The Kew is Kewl! (Part 1)

Today I attempted Kew Gardens… and though the weather is a bit overcast and foggy – I’ve got to say that it was definitely worth the trip!

The next to last stop on the Richmond line (or you can take the overground) – the garden is a short walk from the train station in an adorable little center of shops and cafes. One of my favorites:

After browsing a bit, I made my way down a residential street towards the Gardens’ Victoria Gate entrance. Cool thing: the entire street was lined predominantly with London Planes – all of which were pollarded! In fact, about 2/3 the way down the street, there was a tree company cutting one Plane that looked like it had been allowed to grow unabated this year.  Surprisingly, the front yards in many of the houses were pretty simply planted… you would think that there would be some competition to have the best-looking front yard with such proximity to the garden!

Upon entering the Gardens, I made a beeline to the Palm House, which was to close at 2pm that day. Apparently, they’ve found an invasive bug in the conservatory and spend the afternoon cutting back affected plants. Now, having been in the greenhouse, I can completely appreciate the amount of work this would entail!

The conservatory is literally 2-stories; you can ascend to a catwalk via circular staircase on either end of the main room… which offers an amazing overhead view of plants that are literally stories tall! http://www.kew.org/visit-kew-gardens/garden-attractions-A-Z/Palm-House.htm

The Palm House

One of my favorite plants was a cycad that Kew believes to be “the oldest potted plant” in England… it was brought to the Gardens just as it was being established – more than 200 years ago! – and has remained in the Palm House ever since.
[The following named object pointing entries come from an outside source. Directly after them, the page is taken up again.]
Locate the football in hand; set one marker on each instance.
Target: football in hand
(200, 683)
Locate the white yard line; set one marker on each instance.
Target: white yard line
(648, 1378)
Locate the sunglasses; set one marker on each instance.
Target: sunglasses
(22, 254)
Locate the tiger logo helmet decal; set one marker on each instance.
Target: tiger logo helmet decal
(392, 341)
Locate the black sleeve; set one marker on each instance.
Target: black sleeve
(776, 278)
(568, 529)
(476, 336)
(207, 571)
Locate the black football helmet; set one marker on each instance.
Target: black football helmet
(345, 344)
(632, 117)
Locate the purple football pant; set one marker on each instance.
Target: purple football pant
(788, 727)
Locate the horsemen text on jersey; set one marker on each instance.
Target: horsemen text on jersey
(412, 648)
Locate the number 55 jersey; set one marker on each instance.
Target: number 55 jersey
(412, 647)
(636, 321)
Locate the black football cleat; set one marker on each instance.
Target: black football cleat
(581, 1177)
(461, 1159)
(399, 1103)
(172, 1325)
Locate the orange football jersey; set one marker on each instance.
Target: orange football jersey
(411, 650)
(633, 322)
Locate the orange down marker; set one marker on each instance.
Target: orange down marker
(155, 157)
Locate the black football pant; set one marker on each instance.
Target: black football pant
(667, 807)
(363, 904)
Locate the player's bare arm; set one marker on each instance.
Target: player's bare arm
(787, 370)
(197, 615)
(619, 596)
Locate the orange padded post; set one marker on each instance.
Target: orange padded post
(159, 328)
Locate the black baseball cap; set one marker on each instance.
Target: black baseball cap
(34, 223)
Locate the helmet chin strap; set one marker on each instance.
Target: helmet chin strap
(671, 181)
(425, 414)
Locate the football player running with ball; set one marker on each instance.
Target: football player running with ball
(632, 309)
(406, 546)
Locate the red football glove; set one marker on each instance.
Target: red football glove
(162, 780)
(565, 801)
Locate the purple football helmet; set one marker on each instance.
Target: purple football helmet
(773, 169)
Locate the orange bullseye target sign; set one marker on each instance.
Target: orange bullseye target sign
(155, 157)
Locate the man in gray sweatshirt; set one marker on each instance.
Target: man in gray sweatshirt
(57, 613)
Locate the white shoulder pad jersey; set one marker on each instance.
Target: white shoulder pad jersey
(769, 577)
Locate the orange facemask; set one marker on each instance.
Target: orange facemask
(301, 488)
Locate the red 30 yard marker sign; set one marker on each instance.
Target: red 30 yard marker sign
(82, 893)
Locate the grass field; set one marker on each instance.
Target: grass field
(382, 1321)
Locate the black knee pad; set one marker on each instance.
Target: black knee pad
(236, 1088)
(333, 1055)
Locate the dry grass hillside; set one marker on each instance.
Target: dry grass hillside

Here it is:  http://www.kew.org/visit-kew-gardens/garden-attractions-A-Z/eastern-cape-giant-cycad.htm.

As much as you can not appreciate the English penchant for grabbing antiquities etc. to bring back to Britain – you have to kind of admire how rich their collections are!

From there, I visited the Water Lily conservatory – in which they feature a huge assortment of water lilies, including the Giant waterlilies (Victoria amazonica) – a variation on the immense water lilies found in Brazil, but were bred to “fit” the pond here, in honor of Queen Victoria.  You can see them here: http://www.kew.org/visit-kew-gardens/garden-attractions-A-Z/giant-waterlilies.htm.

Moving on, I headed towards the western end of the Gardens via Holly Walk – which used to be the main thoroughfare for residents moving between central London and Richmond. Now, it’s home to more than 60 varieties of holly – truly spectacular!

Tucked just north of Holly Walk is one of Kews’ most progressive installations: The Rhizotron and Xstrata Treetop Walkway!  Offering an elevated view of the Gardens about 3 stories above the ground, you’re eye level with the tree canopy of several varieties of chestnut trees, etc. What was kind of cool is that I’ve never really seen chestnut fruit clusters from this angle; the “fruit” that had opened and expelled their seed looked like white flowers to me at first – but upon closer inspection I realized that I was simply looking at the inside of the pericarp!

The elevated walkway

More to come with Part II….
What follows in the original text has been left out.